Het was er fris, de zon scheen er helderder en zachter dan beneden, al verbrandde je er sneller door. We waren even hoog als sommige wolken, af en toe kwam er één langs, flarden nevel over je gezicht en armen, vochtig maar niet vies.
Wim en ik tafeltennisten, speelden Jokari, zwommen, reden paard en verveelden ons na een week.
De dag dat het kind van de luitenant stierf, lazen we lusteloos een boek, toen er ineens een zenuwslopend gehuil en gesnik uitbrak in het huis aan de overkant.
Amok? Mata gelap? Uit de omliggende gebouwen kwamen al snel wat mannen aansprinten, onder wie mijn vader, maar ma hield ons vast in de voorkamer. Gespannen wachtten we af en keken naar het huis van de luitenant.
Even later kwam pa naar buiten en liep onze richting uit, ma hem tegemoet. Ze praatten even, daarna liep ma resoluut naar de overkant, terwijl pa naar ons toe kwam.
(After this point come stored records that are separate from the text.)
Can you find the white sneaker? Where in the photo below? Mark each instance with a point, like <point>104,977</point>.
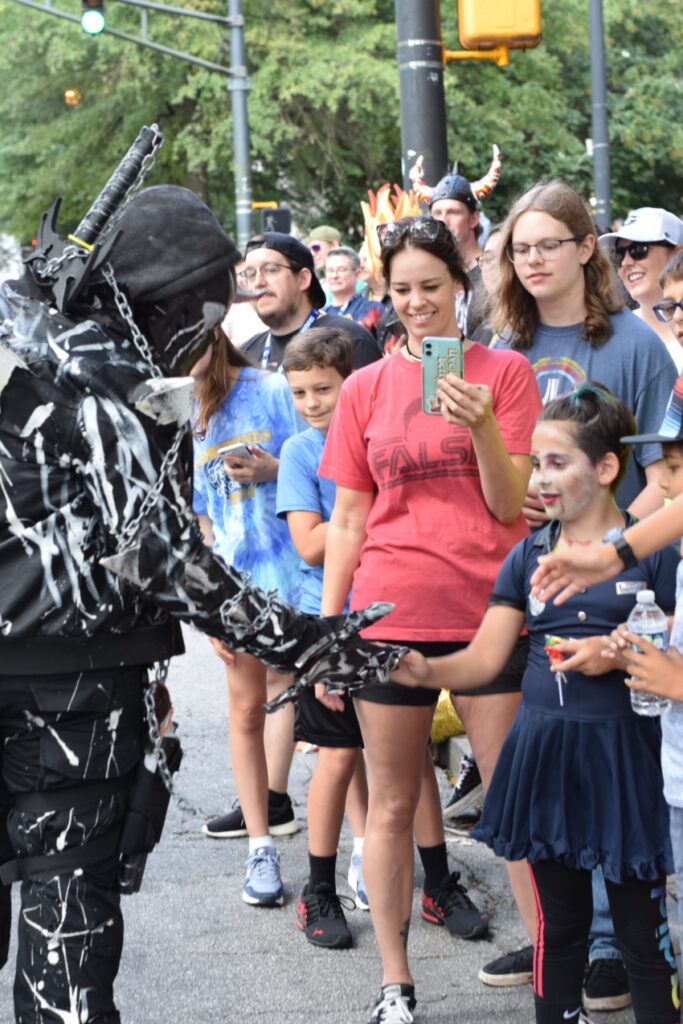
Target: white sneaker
<point>263,885</point>
<point>357,883</point>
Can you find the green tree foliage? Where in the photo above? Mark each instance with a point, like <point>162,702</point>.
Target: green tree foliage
<point>324,105</point>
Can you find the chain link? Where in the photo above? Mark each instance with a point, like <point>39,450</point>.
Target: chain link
<point>122,304</point>
<point>159,678</point>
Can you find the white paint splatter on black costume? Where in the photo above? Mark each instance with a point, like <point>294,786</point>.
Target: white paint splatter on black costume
<point>83,438</point>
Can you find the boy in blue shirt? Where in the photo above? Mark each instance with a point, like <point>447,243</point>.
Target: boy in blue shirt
<point>316,364</point>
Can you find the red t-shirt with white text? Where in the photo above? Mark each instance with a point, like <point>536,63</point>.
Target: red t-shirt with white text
<point>432,547</point>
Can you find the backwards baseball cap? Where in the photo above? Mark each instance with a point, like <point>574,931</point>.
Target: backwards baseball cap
<point>325,232</point>
<point>295,252</point>
<point>671,429</point>
<point>649,223</point>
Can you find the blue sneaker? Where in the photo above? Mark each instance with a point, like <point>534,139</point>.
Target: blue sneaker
<point>357,883</point>
<point>263,886</point>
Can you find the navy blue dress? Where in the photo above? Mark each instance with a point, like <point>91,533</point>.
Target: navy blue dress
<point>579,778</point>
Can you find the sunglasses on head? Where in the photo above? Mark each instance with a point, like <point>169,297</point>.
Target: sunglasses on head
<point>426,228</point>
<point>637,250</point>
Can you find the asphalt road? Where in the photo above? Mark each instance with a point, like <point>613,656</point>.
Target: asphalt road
<point>196,953</point>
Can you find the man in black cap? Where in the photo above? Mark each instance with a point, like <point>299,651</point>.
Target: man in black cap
<point>100,555</point>
<point>288,297</point>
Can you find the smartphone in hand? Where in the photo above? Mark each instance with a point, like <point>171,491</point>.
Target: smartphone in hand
<point>238,450</point>
<point>439,356</point>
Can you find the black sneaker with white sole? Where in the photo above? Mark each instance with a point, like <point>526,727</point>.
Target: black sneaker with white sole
<point>606,985</point>
<point>512,969</point>
<point>281,820</point>
<point>468,790</point>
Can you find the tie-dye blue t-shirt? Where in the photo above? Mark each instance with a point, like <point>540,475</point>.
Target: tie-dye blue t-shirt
<point>247,531</point>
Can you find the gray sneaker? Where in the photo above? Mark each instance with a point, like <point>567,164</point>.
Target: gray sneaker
<point>263,885</point>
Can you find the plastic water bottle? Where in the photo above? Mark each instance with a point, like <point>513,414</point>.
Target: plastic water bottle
<point>649,622</point>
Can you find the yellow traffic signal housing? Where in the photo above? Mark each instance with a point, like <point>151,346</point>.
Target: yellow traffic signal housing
<point>483,25</point>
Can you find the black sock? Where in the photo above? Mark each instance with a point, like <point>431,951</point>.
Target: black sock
<point>322,869</point>
<point>435,863</point>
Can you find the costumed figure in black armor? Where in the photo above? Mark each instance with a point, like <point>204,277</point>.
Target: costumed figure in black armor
<point>100,557</point>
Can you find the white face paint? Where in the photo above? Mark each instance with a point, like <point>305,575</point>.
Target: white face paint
<point>563,475</point>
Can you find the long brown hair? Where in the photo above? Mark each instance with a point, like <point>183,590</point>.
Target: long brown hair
<point>516,310</point>
<point>213,389</point>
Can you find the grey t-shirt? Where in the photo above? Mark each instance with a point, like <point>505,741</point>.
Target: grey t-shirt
<point>633,364</point>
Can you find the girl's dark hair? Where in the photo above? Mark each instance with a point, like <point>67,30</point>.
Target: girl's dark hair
<point>212,391</point>
<point>599,419</point>
<point>319,346</point>
<point>673,270</point>
<point>432,236</point>
<point>516,310</point>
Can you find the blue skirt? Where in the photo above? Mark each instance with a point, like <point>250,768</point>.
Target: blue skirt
<point>583,793</point>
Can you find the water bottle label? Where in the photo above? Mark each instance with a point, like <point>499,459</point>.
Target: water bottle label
<point>658,640</point>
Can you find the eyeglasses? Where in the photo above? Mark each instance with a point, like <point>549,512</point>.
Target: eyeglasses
<point>548,249</point>
<point>267,271</point>
<point>337,271</point>
<point>486,259</point>
<point>637,250</point>
<point>416,227</point>
<point>666,310</point>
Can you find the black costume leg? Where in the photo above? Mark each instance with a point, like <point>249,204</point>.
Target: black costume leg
<point>71,743</point>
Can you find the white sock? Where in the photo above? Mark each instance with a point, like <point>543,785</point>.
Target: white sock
<point>256,842</point>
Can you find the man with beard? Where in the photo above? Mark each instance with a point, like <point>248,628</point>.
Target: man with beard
<point>288,297</point>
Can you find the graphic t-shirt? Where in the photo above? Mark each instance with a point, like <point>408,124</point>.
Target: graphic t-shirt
<point>247,531</point>
<point>301,489</point>
<point>633,364</point>
<point>432,547</point>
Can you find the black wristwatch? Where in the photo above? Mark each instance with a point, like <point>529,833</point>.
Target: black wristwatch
<point>624,549</point>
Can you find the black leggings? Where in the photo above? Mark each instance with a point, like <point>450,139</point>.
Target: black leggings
<point>564,909</point>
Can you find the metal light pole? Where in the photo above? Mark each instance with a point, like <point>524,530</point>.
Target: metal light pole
<point>599,117</point>
<point>239,86</point>
<point>421,82</point>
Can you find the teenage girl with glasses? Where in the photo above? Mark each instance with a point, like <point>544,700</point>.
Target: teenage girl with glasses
<point>426,508</point>
<point>558,305</point>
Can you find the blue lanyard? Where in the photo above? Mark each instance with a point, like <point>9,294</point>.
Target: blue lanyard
<point>309,321</point>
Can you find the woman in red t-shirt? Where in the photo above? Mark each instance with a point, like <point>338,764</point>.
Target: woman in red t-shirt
<point>426,509</point>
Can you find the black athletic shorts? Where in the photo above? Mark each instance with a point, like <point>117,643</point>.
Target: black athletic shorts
<point>509,681</point>
<point>316,724</point>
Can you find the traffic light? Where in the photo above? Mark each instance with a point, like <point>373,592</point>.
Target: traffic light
<point>276,219</point>
<point>92,16</point>
<point>483,25</point>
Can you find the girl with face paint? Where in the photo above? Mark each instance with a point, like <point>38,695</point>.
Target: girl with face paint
<point>578,782</point>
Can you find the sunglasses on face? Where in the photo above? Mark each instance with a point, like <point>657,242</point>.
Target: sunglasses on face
<point>666,310</point>
<point>426,228</point>
<point>637,250</point>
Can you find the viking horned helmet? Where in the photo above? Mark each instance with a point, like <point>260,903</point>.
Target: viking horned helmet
<point>454,185</point>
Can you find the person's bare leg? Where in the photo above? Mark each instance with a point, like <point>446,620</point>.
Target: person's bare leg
<point>327,795</point>
<point>279,734</point>
<point>395,737</point>
<point>487,720</point>
<point>356,797</point>
<point>246,686</point>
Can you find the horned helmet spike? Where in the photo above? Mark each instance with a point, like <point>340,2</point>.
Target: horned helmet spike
<point>485,185</point>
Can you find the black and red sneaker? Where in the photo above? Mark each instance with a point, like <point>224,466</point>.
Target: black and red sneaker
<point>452,906</point>
<point>321,918</point>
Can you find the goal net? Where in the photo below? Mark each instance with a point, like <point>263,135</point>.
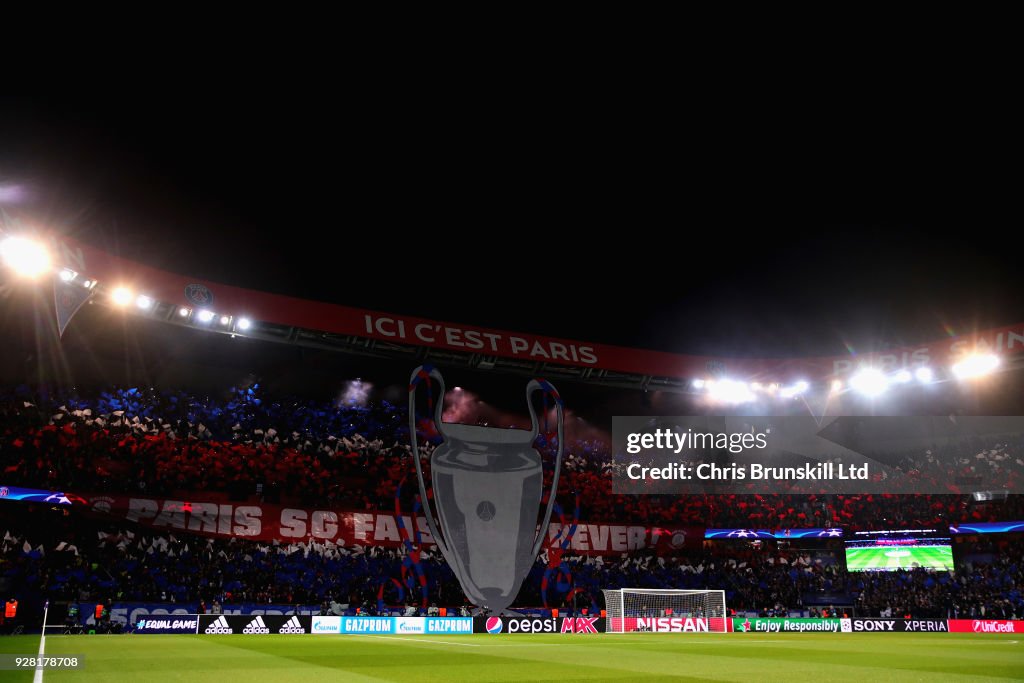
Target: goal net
<point>636,609</point>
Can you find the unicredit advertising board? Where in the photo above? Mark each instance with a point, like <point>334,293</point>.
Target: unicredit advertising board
<point>985,626</point>
<point>897,625</point>
<point>780,625</point>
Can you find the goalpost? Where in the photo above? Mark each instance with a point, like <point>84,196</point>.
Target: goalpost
<point>662,610</point>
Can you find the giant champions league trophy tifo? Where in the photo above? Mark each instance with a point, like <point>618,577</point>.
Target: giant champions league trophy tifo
<point>487,487</point>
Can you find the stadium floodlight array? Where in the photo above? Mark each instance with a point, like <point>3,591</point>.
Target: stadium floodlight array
<point>665,610</point>
<point>29,257</point>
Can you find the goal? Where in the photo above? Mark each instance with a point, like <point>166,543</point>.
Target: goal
<point>637,609</point>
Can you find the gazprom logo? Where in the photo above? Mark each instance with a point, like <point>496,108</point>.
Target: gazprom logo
<point>199,295</point>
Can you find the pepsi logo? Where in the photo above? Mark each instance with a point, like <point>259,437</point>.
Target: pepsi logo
<point>199,295</point>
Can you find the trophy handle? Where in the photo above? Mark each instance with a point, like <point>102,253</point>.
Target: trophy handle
<point>544,385</point>
<point>420,374</point>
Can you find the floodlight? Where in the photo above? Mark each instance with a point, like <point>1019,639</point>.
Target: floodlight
<point>24,256</point>
<point>121,296</point>
<point>977,365</point>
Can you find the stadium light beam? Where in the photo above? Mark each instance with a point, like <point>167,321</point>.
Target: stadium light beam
<point>869,382</point>
<point>977,365</point>
<point>121,296</point>
<point>26,257</point>
<point>731,391</point>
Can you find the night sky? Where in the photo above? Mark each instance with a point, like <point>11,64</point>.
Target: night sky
<point>752,240</point>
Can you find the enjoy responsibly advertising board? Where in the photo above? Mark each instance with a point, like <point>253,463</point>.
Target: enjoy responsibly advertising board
<point>563,625</point>
<point>779,625</point>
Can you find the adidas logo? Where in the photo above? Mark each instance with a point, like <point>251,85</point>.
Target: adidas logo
<point>219,625</point>
<point>292,626</point>
<point>256,626</point>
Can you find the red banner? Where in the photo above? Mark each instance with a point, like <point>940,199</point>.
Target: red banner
<point>985,626</point>
<point>224,299</point>
<point>262,521</point>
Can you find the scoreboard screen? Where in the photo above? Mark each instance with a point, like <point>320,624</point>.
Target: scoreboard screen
<point>889,551</point>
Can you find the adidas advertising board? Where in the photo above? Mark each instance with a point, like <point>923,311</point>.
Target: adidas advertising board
<point>255,624</point>
<point>561,625</point>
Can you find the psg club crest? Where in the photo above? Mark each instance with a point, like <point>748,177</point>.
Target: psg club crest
<point>199,295</point>
<point>487,486</point>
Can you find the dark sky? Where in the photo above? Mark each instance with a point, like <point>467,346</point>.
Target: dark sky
<point>725,232</point>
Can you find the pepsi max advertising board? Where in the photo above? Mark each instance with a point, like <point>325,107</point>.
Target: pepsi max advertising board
<point>563,625</point>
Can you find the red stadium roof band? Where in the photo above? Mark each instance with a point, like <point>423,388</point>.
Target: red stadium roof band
<point>361,331</point>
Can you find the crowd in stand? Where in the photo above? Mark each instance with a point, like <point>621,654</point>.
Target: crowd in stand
<point>67,557</point>
<point>353,457</point>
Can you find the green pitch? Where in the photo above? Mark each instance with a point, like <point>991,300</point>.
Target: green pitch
<point>868,559</point>
<point>788,657</point>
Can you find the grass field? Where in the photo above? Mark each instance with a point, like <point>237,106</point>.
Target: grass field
<point>871,558</point>
<point>790,657</point>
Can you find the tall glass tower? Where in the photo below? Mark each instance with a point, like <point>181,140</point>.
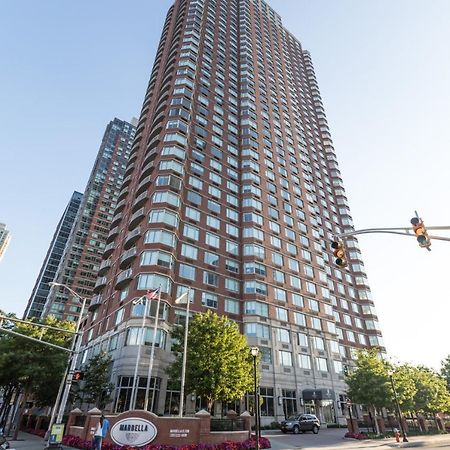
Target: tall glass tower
<point>233,189</point>
<point>51,262</point>
<point>82,259</point>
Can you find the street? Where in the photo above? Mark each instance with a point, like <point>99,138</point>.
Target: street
<point>332,439</point>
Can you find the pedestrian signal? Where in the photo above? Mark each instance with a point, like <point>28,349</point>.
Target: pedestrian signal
<point>78,376</point>
<point>421,232</point>
<point>339,253</point>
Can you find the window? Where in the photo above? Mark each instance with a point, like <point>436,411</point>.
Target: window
<point>191,232</point>
<point>186,271</point>
<point>212,239</point>
<point>257,330</point>
<point>304,362</point>
<point>302,339</point>
<point>279,294</point>
<point>281,314</point>
<point>160,236</point>
<point>231,284</point>
<point>285,358</point>
<point>256,308</point>
<point>156,258</point>
<point>231,306</point>
<point>209,300</point>
<point>283,335</point>
<point>163,216</point>
<point>321,364</point>
<point>210,278</point>
<point>189,251</point>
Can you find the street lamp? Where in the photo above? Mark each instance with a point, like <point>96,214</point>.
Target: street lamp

‘Het is het kind van de luitenant,’ zei hij, ‘ze heeft stuipjes.’ Hij schudde zijn hoofd. Hartverscheurend was intussen het jammeren aan de overkant.
‘Gaat het dood, pa?’ vroeg ik.
‘Ik weet het niet, jongen. De luit gaat naar Malang voor een dokter. We moeten er maar het beste van hopen.’ Hij zag er echt bezorgd uit, maar ging toch weer terug naar het leslokaal. Na enige tijd klonk uit het open raam van het lesgebouw zijn luid en eentonig Bahasa als vanouds.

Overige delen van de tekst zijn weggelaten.